The United Arab Emirates has amended certain provisions to the value added tax (VAT) rules, effective from January 1, 2023.
The Emirates New Agency WAM reported on Friday that “the UAE Ministry of Finance announced amendments to some provisions of the Federal Decree-Law No. 8 of 2017 on Value Added Tax (VAT).”
The changes reportedly come in light of the GCC Unified VAT Agreement, “past experiences, challenges faced by various business sectors as well as the recommendations received from the relevant parties,” WAM reported.
The three major changes to the existing VAT rule are as follows:
- Registered persons who make taxable supplies are allowed to apply for an exception from VAT registration if all of their supplies are zero-rated or if they no longer make any supplies other than zero-rated supplies.
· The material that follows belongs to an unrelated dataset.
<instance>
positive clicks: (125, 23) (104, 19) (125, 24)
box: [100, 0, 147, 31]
- Setting a 14-day period to issue a tax credit note to settle output tax, in line with the time frame set for issuing tax invoices.
- The Federal Tax Authority (FTA) may forcibly deregister registered persons in specific cases if deemed necessary.
“The Decree-Law includes amendments to certain provisions to clarify and confirm the intended meaning of the text; to rephrase; or to improve the legislative sequence of legal provisions,” the WAM report said.
The Gulf state does not impose any income tax. However, a five percent value-added tax was introduced in the UAE at the beginning of 2018.
The UAE also levies corporate tax on oil companies and foreign banks, a tourism tax of around 10 percent of the cost of a hotel room.